Whoa!…everybody calm down…I’m talking about last weeks retail sales data that was A LOT stronger than forecasted. The Core retail sales number came in 3 times HIGHER than expected, so is the forecast wrong or is the consumer ACTUALLY this strong? Or is there a false variable in here skewing the figures? I think what’s really happening is regardless of price, demand is demand and people NEED the things they NEED. Elevated retail numbers could be a false positive in the end, because other aspects of the economy are still making their impacts felt like rising consumer debt, elevated car loan rates, credit card rates, monthly rents and even mortgage rates…all which apply pressure on the pocketbooks of everyone!
And that leads us back to the inflation conversation. Last week Jerome Powell said inflation is still too high and lower economic growth is likely needed to bring it down. While speaking to the economic club of New York Jerome Powell said “Inflation is still too high and a few months of good data are only the beginning of what it will take to build confidence that inflation is moving down sustainably toward our goal. We cannot yet know how long these lower readings will persist or where inflation will settle over the coming quarters” Did you hear that? QUARTERS not weeks, not months, quarters with an ‘S’ we’re still no where close to returning to their target of 2% inflation over the long run…and to make things even potentially worse when asked if policy was too tight right now his answer was “I would have to say no” and further noted that higher interest rates are difficult for everybody.
Which brings us to the mortgage conversation. Last week mortgage rates hit the 8% range on the popular 30 year fixed rate mortgage. 8%!!! As we’ve been talking about, the relationship between the 10 year yield and mortgage rates historically run very parallel to one another. Last week rates rose sharply as the nation continues to be plagued with low inventory, high rates and an affordability crunch. Not to mention an undercurrent of unspoken exhaustion by aspiring homeowners who are finding it more and more difficult to get into the market. And on the other side of the coin, existing homeowners find themselves with massive equity gains still intact. They have the potential for their home equity to become the future ATM machine to cure personal financial debt problems, remodel or restoring their current home to stay in it for the long haul, or even use some of that equity to convert a garage into a dwelling, build an ADU, or room addition. This set of housing related criteria have never been at these historic levels altogether at the same time so we are definitely in uncharted territory. But those who will take action on accessing a home equity line of credit or a fixed second loan will likely be the ones in the end holding a nice bag of cash as a result of letting the house do some of the heavy lifting.
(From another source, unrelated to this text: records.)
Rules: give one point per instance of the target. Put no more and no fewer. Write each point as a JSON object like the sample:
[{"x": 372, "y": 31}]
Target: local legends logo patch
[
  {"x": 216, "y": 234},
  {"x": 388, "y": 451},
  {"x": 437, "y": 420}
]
So with that, let’s take a quick look at what’s coming up in the markets this week.
Tuesday: Flash Manufacturing PMI and Flash Services PMI come out. A reading above 50 is a good sign, and anything below 50 is a sign of contraction in these sectors.
Wednesday: We learn the New Home Sales numbers, which have been a bit erratic these last few months, but with 1 major theme of WE NEED MORE HOUSING! Whether the forecast is right or wrong almost doesn’t matter because the supply is low whether the reading misses or not. So Home builders!!! Can we get some nee homes please!?!
Thursday: Advance GDP Quarter over quarter, unemployment claims and a bunch of durable goods data come out. Keep your eyes on the GDP and unemployment part as BOTH will weigh in on the Fed’s upcoming decisions. Given the stronger than expected retail sales reading last week, the temperature is heating up again…I cant believe I’m even saying that. Since March 2022 when the Fed began raising rates, this has just been the craziest 19 months….well, since 2008 & 2009
Friday: Core PCE price index and Revised consumer sentiment come out. It would be nice for these to be in line with expectations, because we need them to be. Progress must be made towards the Fed’s dual mandate and this weeks readings can really help us feel like there’s some positive action going on.